A different set of forms must be displayed to different users, based on the application ACL.
My question is: In terms of controllers, actions, views, and layouts, what is the best architecture for this interface?
For example, so far I have a controller with add, edit and delete actions for each table. There is an indexAction for each, but it's an empty function. I've also extended Zend_Form for each table. To display the forms, I then in the IndexController pass the Forms to it's view, and echo each form. Javascript then takes care of populating the form and sending requests to the appropraite add/edit/delete action of the appropriate controller. This however doesn't allow for ACL to control the display or not of Forms to different users.
Would it be better to have the indexAction instantiate the form, and then use something like $this->render(); to render each view within the view of the indexAction of the IndexController?
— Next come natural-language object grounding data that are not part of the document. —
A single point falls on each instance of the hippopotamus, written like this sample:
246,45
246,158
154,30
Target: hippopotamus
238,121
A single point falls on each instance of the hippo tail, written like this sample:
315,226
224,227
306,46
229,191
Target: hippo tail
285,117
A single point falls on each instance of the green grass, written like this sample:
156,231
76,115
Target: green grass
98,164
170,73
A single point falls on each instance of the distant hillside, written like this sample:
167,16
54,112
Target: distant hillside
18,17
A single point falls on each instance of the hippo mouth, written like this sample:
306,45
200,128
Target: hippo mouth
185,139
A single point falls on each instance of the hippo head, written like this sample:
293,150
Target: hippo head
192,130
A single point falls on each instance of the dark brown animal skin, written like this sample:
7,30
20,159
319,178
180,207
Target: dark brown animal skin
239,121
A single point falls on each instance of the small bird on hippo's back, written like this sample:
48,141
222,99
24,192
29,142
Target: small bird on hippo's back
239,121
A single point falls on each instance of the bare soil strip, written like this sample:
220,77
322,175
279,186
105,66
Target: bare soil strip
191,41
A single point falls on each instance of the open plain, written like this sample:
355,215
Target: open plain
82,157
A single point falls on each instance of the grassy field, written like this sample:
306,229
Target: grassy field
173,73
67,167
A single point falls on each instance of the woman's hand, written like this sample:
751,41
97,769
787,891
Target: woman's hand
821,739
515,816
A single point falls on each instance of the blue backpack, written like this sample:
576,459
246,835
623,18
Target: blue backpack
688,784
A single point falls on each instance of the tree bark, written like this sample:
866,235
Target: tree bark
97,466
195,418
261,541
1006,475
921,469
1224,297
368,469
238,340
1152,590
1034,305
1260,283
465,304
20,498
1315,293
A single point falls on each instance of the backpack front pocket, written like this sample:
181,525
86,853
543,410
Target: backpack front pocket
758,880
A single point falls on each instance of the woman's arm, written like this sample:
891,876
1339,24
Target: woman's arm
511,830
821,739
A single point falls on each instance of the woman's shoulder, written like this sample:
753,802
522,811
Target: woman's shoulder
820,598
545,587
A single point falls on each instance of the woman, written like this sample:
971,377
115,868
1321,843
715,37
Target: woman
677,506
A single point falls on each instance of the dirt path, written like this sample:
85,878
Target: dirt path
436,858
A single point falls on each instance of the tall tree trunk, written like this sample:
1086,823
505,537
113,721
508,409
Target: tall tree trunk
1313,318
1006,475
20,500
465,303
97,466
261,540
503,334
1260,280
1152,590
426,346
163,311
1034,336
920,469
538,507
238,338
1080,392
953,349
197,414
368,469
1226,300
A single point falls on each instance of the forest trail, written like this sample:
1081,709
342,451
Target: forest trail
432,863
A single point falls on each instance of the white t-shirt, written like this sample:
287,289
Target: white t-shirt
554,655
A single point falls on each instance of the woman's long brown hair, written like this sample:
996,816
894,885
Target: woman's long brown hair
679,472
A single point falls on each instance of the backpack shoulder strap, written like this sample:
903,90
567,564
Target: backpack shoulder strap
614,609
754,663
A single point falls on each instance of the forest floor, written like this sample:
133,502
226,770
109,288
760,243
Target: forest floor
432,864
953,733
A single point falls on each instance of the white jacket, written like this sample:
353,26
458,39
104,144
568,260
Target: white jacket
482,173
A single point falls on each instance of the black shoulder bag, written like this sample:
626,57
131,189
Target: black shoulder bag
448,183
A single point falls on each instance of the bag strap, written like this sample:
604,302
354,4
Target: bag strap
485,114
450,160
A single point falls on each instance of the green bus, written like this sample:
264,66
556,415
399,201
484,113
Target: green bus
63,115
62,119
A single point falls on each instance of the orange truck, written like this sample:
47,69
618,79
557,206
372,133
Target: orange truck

Would ACL then prevent certain views from being rendered?
Cheers.
There are a couple of places you could run your checks against your ACL:
Where you have your loop (or hardcoded block) to load each form.
In the constructor of each of the Form Objects, perhaps throwing a custom exception, which can be caught and appropriately handled.
From the constructor of an extension of Zend_Form from which all your custom Form objects are extended (probably the best method, as it helps reduce code duplication).
Keep in mind, that if you are using ZF to perform an AJAXy solution for your updating, your controller needs to run the ACL check in it's init() method as well, preventing unauthorized changes to your DB.
Hope that helps.
Have you solved this one yet?
I'm building a big database app with lots of nested sub-controllers as panels on a dashboard shown on the parent controller.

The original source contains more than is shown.